In recent months, non-banking companies have been moving at a brisk pace onto the turf once reserved for commercial banks.

The movement has been so fast that even once-amenable Comptroller of the Currency C. Todd Conover is trying to put a temporary hold on the incursions. But the regulated, who have been outmaneuvering financial regulators for the past few years, appear to have done it again.

The moratorium Conover imposed only a month ago on the creation of so-called non-bank banks already has been tested by the J.C. Penney Co. And officials at the agency say there is probably little they can do about it, except huff and puff.

The Federal Reserve Board long has resisted the breakdown of the once-clear demarcations between banks and other firms.

In addition to state-chartered banks that are members of the Federal Reserve system, the Fed regulates bank holding companies, which are businesses that own one or more banks. To avoid the unfriendly Fed, companies such as Gulf & Western or Parker Pen that have set up or bought banks have gotten rid of either the institution's commerical loan operations or checking accounts. To be a bank under the Bank Holding Company Act, an institution must make business loans and accept demand deposits or checking accounts.

This end-run around the act has displeased the Fed and its chairman, Paul A. Volcker, enormously.

The Office of the Comptroller of the Currency, which regulates federally chartered banks has been more amenable to experimentation.

It already has approved a dozen non-bank banks. About 10 more applications are pending.

But under pressure from Congress as well as the Federal Reserve, Comptroller Conover last month cried, in effect, "Enough."

He said his agency would not accept any more applications for non-bank banks until Jan. 1, 1984, although he said the agency would consider applications that were in hand by April 5.

He said that should give time to explore the ramifications of non-banking firms entering the banking industry.

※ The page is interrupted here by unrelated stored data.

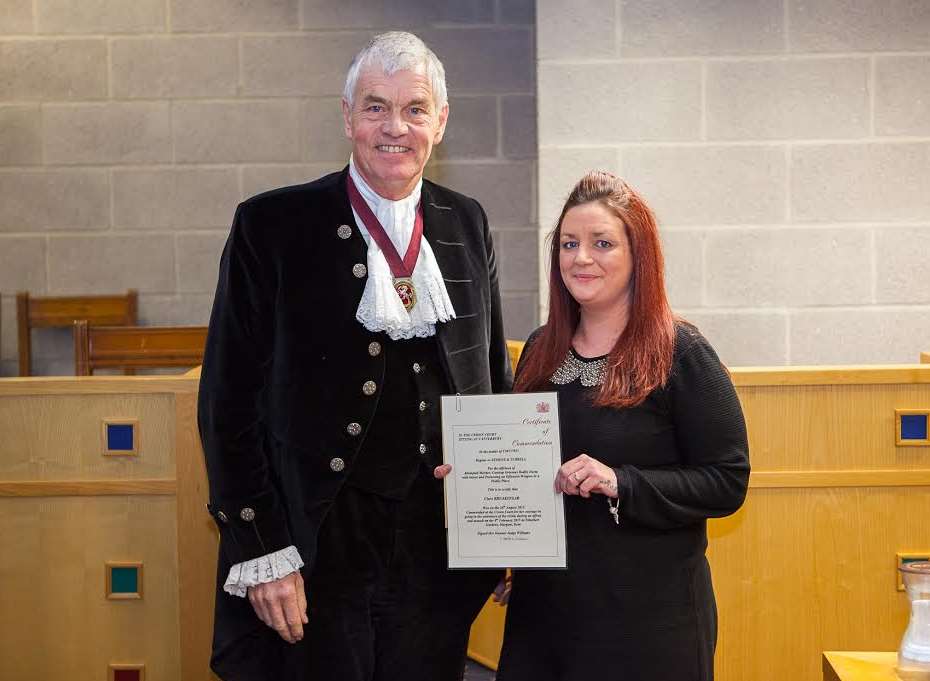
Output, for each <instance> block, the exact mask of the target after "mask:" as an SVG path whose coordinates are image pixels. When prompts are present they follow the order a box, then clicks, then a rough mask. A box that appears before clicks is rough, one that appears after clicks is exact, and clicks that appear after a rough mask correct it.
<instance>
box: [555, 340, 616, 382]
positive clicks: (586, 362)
mask: <svg viewBox="0 0 930 681" xmlns="http://www.w3.org/2000/svg"><path fill="white" fill-rule="evenodd" d="M606 369H607V355H603V356H601V357H594V358H591V359H588V358H586V357H582V356H581V355H579V354H578V353H577V352H575V349H574V348H569V350H568V353H567V354H566V355H565V359H564V360H562V364H561V365H559V368H558V369H556V370H555V373H553V374H552V378H550V379H549V380H550V381H552V382H553V383H555V384H556V385H567V384H569V383H571V382H572V381H575V380H578V379H581V385H583V386H584V387H586V388H593V387H594V386H596V385H600V384H601V383H603V382H604V372H605V371H606Z"/></svg>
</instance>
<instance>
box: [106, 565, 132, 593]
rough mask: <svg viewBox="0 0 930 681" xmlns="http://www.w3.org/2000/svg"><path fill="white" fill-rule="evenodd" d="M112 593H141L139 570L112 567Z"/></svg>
mask: <svg viewBox="0 0 930 681" xmlns="http://www.w3.org/2000/svg"><path fill="white" fill-rule="evenodd" d="M110 591H111V593H115V594H137V593H139V568H138V567H110Z"/></svg>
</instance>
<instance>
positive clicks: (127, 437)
mask: <svg viewBox="0 0 930 681" xmlns="http://www.w3.org/2000/svg"><path fill="white" fill-rule="evenodd" d="M134 435H135V433H134V428H133V425H132V424H131V423H108V424H107V449H108V450H110V451H111V452H131V451H132V450H133V446H132V443H133V440H134V439H135V438H134Z"/></svg>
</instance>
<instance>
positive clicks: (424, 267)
mask: <svg viewBox="0 0 930 681" xmlns="http://www.w3.org/2000/svg"><path fill="white" fill-rule="evenodd" d="M412 279H413V287H414V288H415V289H416V295H417V302H416V305H414V306H413V309H412V310H410V311H409V312H408V311H407V310H406V309H405V308H404V304H403V303H402V302H401V300H400V297H399V296H398V295H397V291H395V290H394V277H393V276H392V275H391V270H390V268H389V267H388V264H387V261H386V260H385V259H384V255H383V254H382V253H381V249H380V248H378V244H376V243H375V241H374V239H372V241H371V242H370V243H369V244H368V281H367V282H366V283H365V291H364V293H362V299H361V301H359V304H358V310H356V312H355V318H356V319H357V320H358V321H360V322H361V323H362V325H363V326H364V327H365V328H366V329H368V330H369V331H375V332H378V331H384V332H385V333H386V334H387V335H388V336H390V337H391V339H392V340H401V339H407V338H413V337H414V336H416V337H418V338H426V337H428V336H432V335H434V334H435V333H436V323H437V322H446V321H449V320H450V319H454V318H455V310H454V309H453V308H452V301H451V300H449V294H448V292H447V291H446V285H445V282H444V281H443V280H442V275H441V274H440V272H439V265H438V263H437V262H436V257H435V256H434V255H433V249H432V248H430V245H429V242H427V240H426V239H423V241H422V242H421V243H420V257H419V258H418V259H417V265H416V268H415V269H414V270H413V277H412Z"/></svg>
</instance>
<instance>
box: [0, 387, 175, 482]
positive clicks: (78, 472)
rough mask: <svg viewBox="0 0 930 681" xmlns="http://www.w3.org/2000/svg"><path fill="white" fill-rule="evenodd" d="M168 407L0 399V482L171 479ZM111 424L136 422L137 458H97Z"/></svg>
mask: <svg viewBox="0 0 930 681" xmlns="http://www.w3.org/2000/svg"><path fill="white" fill-rule="evenodd" d="M130 380H133V381H137V382H138V381H139V380H140V379H138V378H133V379H130ZM173 405H174V397H173V396H172V395H170V394H161V395H159V394H151V395H141V394H123V395H112V396H104V395H100V396H97V397H95V398H93V399H88V398H87V396H85V395H74V394H72V395H25V396H13V395H9V396H5V395H0V433H3V437H0V481H4V482H8V481H15V480H46V481H51V480H84V479H86V480H105V479H119V478H124V479H132V478H165V477H174V440H175V434H174V406H173ZM114 418H132V419H136V420H138V422H139V434H140V442H141V449H140V451H139V453H138V455H137V456H132V457H106V456H102V454H101V441H100V438H101V429H102V423H103V420H104V419H114Z"/></svg>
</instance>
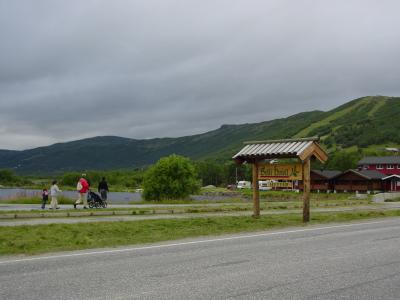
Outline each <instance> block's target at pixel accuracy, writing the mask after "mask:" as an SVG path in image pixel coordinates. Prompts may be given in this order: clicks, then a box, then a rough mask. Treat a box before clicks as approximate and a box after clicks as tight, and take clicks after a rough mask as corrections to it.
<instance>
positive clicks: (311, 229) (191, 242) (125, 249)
mask: <svg viewBox="0 0 400 300" xmlns="http://www.w3.org/2000/svg"><path fill="white" fill-rule="evenodd" d="M392 221H393V220H390V221H388V220H385V221H375V222H365V223H355V224H343V225H334V226H326V227H317V228H306V229H295V230H287V231H278V232H266V233H258V234H251V235H239V236H233V237H226V238H215V239H207V240H198V241H192V242H181V243H173V244H163V245H154V246H144V247H136V248H124V249H112V250H104V251H90V252H80V253H72V254H60V255H52V256H39V257H31V258H22V259H14V260H5V261H0V264H7V263H17V262H28V261H35V260H45V259H55V258H66V257H76V256H89V255H98V254H110V253H122V252H133V251H140V250H148V249H159V248H169V247H177V246H185V245H195V244H201V243H213V242H221V241H230V240H237V239H248V238H255V237H266V236H273V235H281V234H288V233H298V232H305V231H319V230H325V229H334V228H346V227H355V226H364V225H373V224H382V223H388V222H392Z"/></svg>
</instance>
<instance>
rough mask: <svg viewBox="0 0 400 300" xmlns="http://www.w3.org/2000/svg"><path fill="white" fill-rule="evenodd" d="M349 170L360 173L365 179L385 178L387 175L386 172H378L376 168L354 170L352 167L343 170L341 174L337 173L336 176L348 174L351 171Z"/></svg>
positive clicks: (353, 172)
mask: <svg viewBox="0 0 400 300" xmlns="http://www.w3.org/2000/svg"><path fill="white" fill-rule="evenodd" d="M349 172H351V173H354V174H357V175H359V176H361V177H363V178H365V179H368V180H371V179H383V178H384V177H385V176H386V175H385V174H383V173H381V172H378V171H376V170H352V169H350V170H347V171H345V172H343V173H341V174H338V175H336V176H335V178H337V177H340V176H342V175H343V174H346V173H349Z"/></svg>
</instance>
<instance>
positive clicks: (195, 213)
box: [0, 203, 400, 226]
mask: <svg viewBox="0 0 400 300" xmlns="http://www.w3.org/2000/svg"><path fill="white" fill-rule="evenodd" d="M175 206H176V205H175ZM396 209H400V203H385V204H383V205H380V206H353V207H333V208H314V209H311V213H312V212H346V211H383V210H396ZM301 212H302V210H301V209H290V210H288V209H282V210H277V209H274V210H264V211H262V212H261V214H262V215H279V214H291V213H298V214H301ZM251 214H252V212H251V211H241V212H225V213H223V212H215V213H179V214H160V215H123V216H103V217H102V216H87V217H66V218H62V217H59V218H35V219H24V220H21V219H12V220H0V226H20V225H42V224H74V223H91V222H118V221H140V220H154V219H187V218H205V217H216V216H219V217H221V216H250V215H251Z"/></svg>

Officials in Conover's office said that they know there is a loophole in their moratorium. The comptroller can block applications for new federal charters, but usually cannot prevent a change of control of an existing bank.

Nonetheless, a spokesman in the Office of the Comptroller of the Currency said, the agency felt the clear statement of the comptroller "would have a chilling effect" on the attempts of non-banking firms to enter the banking industry. "We hoped people would get the message" and hold off any plans for new non-bank banks, the spokesman said.

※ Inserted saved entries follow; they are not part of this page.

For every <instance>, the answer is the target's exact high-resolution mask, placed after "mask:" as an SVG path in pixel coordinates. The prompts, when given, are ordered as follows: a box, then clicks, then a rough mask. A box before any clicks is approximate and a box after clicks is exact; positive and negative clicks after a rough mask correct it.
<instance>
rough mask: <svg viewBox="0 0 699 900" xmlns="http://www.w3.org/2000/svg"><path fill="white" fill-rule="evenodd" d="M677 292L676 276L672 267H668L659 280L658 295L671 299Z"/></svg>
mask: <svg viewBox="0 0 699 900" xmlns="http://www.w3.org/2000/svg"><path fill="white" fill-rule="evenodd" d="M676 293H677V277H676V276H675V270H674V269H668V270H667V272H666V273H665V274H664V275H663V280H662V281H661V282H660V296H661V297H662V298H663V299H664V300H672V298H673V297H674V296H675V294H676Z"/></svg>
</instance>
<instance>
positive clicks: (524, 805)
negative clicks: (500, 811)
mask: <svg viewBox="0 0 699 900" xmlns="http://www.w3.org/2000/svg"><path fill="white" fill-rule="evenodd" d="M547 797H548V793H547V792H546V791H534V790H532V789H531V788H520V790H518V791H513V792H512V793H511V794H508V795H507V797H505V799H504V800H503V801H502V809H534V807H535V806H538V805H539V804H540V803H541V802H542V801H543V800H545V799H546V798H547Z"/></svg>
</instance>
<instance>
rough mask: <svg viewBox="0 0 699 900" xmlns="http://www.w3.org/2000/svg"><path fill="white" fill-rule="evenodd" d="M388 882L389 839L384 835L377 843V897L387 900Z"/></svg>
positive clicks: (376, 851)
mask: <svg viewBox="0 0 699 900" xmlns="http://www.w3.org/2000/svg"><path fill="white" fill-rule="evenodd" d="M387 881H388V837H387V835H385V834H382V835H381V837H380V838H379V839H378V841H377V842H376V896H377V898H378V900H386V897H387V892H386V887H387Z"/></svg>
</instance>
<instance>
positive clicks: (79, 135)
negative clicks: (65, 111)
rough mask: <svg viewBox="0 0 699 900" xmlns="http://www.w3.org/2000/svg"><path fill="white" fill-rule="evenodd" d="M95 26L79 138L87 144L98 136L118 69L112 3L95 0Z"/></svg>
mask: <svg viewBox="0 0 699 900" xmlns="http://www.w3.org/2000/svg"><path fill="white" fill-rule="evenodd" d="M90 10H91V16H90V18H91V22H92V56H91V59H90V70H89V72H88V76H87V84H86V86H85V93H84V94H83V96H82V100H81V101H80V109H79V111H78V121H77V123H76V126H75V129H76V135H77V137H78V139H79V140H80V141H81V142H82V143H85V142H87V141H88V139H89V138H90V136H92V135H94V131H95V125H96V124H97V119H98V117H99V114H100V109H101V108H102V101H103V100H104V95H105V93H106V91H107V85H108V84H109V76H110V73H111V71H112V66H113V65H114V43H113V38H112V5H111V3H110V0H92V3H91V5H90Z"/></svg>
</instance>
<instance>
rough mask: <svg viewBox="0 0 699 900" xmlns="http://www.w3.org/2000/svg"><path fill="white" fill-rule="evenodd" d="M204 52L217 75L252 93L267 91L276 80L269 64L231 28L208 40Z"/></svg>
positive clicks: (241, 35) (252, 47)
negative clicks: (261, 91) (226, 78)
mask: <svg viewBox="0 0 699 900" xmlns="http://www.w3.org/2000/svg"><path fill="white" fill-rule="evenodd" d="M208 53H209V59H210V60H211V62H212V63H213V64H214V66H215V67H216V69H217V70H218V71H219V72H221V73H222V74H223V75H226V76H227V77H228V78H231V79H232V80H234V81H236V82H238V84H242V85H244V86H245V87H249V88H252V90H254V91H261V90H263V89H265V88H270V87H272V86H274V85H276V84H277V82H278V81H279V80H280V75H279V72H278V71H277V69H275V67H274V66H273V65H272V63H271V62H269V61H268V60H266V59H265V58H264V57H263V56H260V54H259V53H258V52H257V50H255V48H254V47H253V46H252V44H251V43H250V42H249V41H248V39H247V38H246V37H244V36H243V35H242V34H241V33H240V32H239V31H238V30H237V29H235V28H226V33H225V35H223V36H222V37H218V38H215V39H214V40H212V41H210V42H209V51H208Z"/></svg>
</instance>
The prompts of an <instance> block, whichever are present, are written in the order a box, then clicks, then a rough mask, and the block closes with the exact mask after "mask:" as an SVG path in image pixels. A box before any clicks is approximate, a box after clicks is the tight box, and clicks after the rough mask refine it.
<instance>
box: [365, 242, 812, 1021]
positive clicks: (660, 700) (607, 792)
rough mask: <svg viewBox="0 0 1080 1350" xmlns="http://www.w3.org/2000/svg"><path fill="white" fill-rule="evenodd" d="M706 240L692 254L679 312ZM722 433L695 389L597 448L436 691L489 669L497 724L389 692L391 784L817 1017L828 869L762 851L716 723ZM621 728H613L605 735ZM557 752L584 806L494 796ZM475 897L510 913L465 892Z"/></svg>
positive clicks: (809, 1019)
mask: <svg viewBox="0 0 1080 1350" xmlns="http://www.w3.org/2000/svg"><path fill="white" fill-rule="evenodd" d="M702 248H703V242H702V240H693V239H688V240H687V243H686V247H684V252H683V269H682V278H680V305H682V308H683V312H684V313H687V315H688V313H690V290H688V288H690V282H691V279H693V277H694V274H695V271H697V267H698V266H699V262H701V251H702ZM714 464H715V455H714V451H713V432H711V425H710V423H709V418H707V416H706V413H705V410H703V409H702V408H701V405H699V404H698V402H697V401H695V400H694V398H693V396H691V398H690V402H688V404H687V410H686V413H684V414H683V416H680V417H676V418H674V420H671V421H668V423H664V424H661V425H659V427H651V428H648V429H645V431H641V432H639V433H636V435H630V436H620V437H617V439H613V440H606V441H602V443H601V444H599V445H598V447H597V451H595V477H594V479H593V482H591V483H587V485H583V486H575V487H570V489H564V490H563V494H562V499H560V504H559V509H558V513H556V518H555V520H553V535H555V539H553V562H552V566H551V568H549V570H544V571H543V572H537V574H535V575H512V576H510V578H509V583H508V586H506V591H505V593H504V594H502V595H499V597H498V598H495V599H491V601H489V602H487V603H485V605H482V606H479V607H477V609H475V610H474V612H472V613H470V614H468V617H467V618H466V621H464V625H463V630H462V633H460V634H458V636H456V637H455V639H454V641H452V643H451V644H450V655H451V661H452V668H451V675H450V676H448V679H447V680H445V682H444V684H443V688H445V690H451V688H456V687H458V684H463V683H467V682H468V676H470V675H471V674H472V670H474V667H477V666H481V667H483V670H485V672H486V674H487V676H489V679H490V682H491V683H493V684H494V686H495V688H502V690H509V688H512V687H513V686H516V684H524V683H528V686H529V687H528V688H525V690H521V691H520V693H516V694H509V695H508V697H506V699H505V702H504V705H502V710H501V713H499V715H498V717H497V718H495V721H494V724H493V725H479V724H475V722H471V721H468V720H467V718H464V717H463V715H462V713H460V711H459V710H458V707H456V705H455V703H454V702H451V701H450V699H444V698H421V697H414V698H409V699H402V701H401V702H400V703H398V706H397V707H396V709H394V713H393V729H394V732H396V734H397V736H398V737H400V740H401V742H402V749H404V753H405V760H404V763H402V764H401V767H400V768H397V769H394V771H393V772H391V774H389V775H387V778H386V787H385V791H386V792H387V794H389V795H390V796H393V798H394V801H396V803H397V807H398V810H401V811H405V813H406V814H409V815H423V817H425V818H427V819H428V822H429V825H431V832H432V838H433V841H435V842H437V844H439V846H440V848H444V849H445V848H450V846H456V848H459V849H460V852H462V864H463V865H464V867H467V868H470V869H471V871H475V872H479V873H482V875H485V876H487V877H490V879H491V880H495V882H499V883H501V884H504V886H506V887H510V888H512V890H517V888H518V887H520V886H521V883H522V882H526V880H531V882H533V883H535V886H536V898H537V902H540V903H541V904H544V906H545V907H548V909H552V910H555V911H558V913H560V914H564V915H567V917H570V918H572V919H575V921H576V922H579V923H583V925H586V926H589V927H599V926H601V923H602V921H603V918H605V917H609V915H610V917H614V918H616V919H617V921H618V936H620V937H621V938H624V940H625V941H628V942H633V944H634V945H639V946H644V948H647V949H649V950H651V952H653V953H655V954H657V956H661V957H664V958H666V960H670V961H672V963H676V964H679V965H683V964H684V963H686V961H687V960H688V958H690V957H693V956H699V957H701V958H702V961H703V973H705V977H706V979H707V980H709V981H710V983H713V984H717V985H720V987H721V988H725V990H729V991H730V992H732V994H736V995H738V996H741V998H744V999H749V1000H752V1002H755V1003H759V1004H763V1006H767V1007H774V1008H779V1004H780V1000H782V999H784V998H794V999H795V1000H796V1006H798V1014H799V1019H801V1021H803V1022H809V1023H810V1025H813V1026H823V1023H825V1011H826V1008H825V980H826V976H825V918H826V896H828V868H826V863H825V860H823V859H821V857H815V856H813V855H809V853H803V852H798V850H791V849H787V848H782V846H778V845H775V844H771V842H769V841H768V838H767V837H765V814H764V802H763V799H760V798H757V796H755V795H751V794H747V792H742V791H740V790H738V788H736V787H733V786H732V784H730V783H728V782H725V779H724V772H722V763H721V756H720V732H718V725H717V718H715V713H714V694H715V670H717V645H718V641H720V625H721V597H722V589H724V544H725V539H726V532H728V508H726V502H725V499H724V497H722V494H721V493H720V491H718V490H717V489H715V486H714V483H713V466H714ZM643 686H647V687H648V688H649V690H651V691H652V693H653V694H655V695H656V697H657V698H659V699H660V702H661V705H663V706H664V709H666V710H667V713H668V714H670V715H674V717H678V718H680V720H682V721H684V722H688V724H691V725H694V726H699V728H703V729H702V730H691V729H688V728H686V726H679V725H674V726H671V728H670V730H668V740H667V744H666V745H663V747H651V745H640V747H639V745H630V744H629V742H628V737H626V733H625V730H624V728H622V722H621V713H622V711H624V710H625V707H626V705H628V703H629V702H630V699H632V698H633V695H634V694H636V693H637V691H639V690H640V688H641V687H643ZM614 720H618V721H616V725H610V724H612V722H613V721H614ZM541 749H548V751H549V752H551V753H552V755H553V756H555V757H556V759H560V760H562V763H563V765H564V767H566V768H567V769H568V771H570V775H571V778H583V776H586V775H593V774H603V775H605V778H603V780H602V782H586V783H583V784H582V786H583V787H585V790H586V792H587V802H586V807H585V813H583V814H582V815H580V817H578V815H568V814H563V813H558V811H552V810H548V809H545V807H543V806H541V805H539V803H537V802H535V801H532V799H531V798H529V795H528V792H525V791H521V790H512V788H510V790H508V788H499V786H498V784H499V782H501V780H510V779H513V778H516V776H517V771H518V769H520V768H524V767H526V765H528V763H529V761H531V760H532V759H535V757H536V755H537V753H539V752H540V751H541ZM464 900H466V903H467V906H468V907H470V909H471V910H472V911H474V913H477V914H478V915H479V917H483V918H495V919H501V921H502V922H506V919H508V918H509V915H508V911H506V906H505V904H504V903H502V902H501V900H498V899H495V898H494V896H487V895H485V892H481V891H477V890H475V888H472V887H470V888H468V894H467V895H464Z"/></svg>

J.C. Penney may have received the message, but it still wants its bank. Like competitor Sears, Roebuck & Co., Penney is seeking a foothold in the financial services business. Last week Penney announced that it plans to buy the First National Bank of Harrington, Del. Penney does not need approval to buy the $28 million institution.

It is doubtful, regulators said, that the comptroller can find grounds on which to disallow the acquisition.

If Penney acquires the bank, it probably will spin off enough banking operations to avoid regulation by the Fed. "We're dismayed," said a spokesman for the comptroller.